My grandfather’s lessons were the most difficult to implement because they required discernment. He taught me that morality is not a checklist; it is a scale.
He once told me that sometimes, to do something good, you have to be willing to be "wrong" in the eyes of the world. And sometimes, to be right, you have to accept that you might not feel like a "good" person in that moment.
Living with the influence of two fathers means I am always in a state of internal dialogue. When I face a crossroad, one voice asks: "What is your obligation? What did you promise?" (The Right). The other voice asks: "Who is being hurt? Where is the grace in this?" (The Good).

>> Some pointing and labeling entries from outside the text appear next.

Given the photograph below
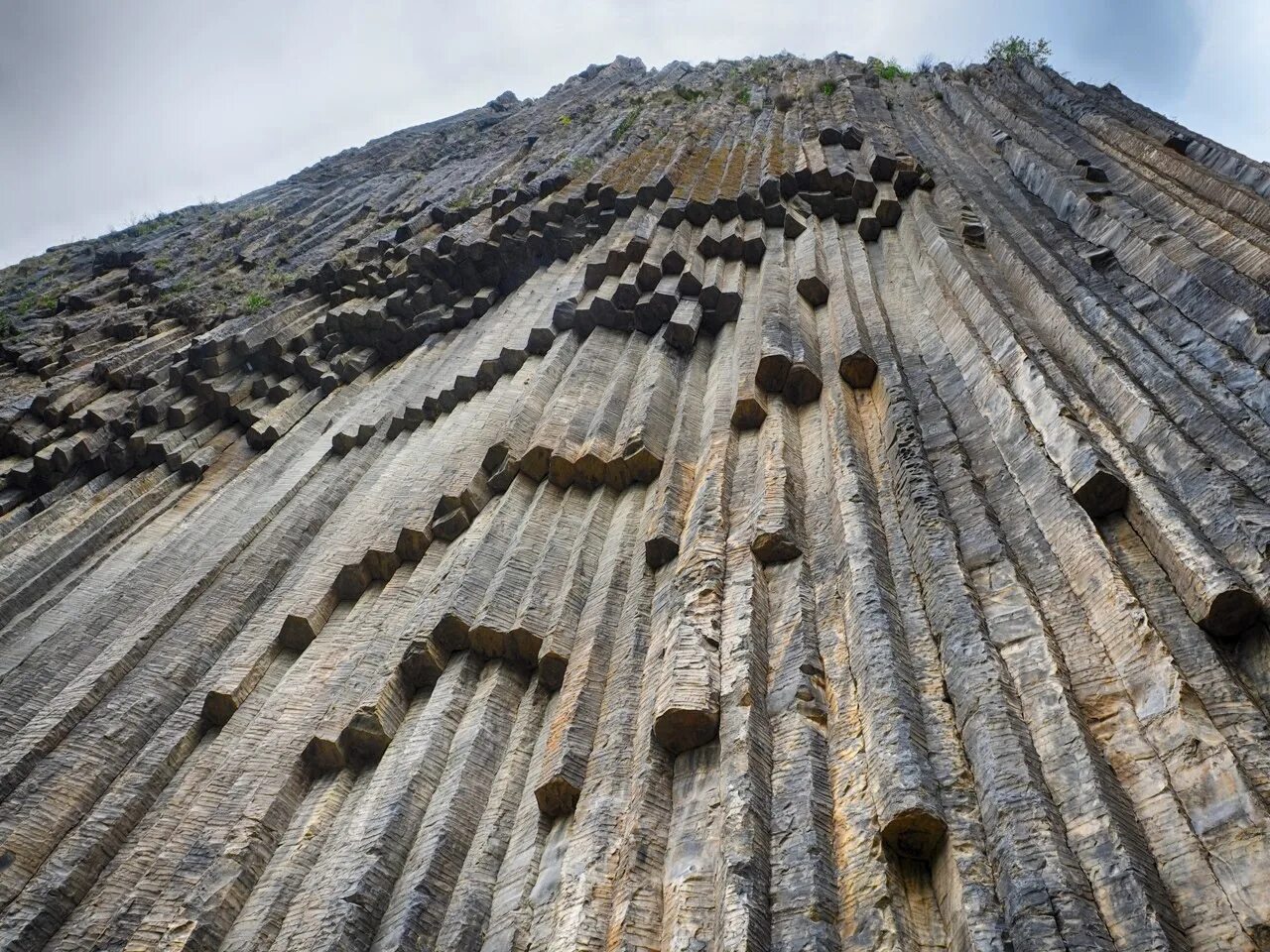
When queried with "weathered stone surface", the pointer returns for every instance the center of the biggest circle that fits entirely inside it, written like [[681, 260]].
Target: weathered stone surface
[[835, 524]]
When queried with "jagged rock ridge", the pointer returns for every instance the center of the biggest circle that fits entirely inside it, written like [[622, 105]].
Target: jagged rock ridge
[[752, 506]]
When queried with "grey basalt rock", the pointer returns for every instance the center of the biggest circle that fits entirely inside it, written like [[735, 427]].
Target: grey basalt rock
[[731, 506]]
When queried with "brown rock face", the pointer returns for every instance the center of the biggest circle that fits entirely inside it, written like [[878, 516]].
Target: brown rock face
[[648, 518]]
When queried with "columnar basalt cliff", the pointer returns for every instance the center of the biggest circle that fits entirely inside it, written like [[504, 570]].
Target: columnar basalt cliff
[[756, 506]]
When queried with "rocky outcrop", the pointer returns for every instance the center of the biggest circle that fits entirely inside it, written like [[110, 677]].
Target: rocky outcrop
[[753, 506]]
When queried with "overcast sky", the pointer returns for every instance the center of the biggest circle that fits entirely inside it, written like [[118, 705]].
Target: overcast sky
[[114, 111]]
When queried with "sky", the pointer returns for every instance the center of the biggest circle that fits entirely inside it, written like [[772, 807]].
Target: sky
[[113, 111]]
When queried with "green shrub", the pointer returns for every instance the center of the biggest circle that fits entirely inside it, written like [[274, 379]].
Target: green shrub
[[1011, 49], [892, 70]]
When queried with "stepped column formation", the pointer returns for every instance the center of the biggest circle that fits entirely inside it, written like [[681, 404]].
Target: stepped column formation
[[752, 506]]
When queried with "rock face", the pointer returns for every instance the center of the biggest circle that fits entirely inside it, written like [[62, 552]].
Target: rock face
[[756, 506]]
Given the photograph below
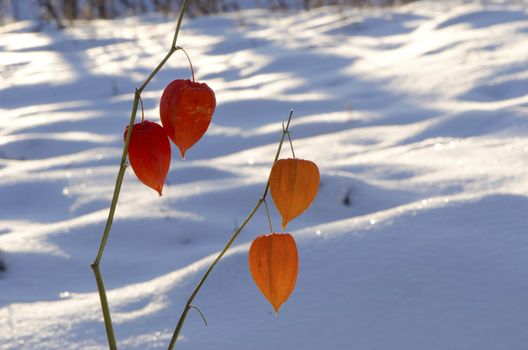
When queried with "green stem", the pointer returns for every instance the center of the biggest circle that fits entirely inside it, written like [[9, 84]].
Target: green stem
[[234, 236], [106, 310], [119, 181]]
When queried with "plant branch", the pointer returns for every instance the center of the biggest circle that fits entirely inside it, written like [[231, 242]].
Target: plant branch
[[234, 236], [119, 181]]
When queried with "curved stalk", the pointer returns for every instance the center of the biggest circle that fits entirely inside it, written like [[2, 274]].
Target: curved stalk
[[112, 344], [234, 236]]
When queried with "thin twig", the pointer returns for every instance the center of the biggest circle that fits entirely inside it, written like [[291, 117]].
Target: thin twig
[[267, 214], [291, 144], [188, 59], [142, 109], [112, 344], [235, 234]]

As I grow older, I realize that the most impactful leaders and humans are those who can sit in the discomfort of this tension. They are people who don't just ask "Is this legal?" or "Is this the rule?" but also ask "Is this kind?" and "Is this healing?"

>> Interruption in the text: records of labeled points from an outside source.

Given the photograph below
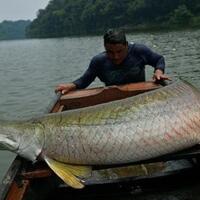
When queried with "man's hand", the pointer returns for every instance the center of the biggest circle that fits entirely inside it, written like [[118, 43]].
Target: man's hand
[[159, 75], [64, 88]]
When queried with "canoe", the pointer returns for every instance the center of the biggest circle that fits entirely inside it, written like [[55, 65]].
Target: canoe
[[26, 180]]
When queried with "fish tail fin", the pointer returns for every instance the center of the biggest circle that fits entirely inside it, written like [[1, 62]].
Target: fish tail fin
[[70, 174]]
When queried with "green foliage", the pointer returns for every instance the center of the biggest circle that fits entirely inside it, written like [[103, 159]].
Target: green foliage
[[79, 17], [181, 16], [13, 30]]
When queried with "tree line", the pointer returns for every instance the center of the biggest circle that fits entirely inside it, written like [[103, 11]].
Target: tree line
[[82, 17], [13, 30]]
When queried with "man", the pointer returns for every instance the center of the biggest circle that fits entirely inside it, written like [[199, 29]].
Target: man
[[121, 63]]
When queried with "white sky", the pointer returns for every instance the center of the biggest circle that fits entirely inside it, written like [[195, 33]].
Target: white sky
[[20, 9]]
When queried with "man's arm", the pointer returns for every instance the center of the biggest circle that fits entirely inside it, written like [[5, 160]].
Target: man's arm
[[155, 60]]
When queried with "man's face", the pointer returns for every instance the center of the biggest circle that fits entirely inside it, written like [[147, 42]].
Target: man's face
[[116, 52]]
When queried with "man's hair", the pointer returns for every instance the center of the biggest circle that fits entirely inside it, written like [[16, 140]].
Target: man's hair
[[114, 36]]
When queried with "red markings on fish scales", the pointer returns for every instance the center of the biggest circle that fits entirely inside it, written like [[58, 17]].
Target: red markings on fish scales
[[168, 136]]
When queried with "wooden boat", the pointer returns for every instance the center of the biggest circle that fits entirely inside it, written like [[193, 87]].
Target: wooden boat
[[25, 180]]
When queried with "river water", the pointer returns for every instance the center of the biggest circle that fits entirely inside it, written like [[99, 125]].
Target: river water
[[30, 69]]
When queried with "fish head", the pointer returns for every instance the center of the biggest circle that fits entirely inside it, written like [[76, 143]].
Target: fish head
[[22, 138], [9, 138]]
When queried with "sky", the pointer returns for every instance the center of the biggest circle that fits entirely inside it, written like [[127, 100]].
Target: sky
[[20, 9]]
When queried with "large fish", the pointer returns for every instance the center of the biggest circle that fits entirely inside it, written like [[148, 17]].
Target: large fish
[[136, 128]]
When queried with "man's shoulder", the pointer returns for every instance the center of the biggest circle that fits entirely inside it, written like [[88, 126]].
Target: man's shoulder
[[138, 48], [99, 57]]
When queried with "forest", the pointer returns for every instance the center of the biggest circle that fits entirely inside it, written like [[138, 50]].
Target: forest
[[13, 29], [87, 17]]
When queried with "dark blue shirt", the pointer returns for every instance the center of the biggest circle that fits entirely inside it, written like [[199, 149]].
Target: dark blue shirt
[[131, 70]]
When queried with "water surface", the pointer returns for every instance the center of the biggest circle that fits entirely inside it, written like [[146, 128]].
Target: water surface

I am the product of five distinct souls who raised me, but the bridge I walk every day was built by my two fathers. One gave me the boots to walk the path of accountability, and the other gave me the compass to ensure the path was leading toward a more merciful world.
In your own life, when you are certain you are "right," I invite you to pause and ask if you are being "good." And when you feel you are doing "good," ensure you aren't sacrificing the "right" foundations that keep our character intact. The beauty of life isn't in choosing one over the other, but in the struggle to honor both.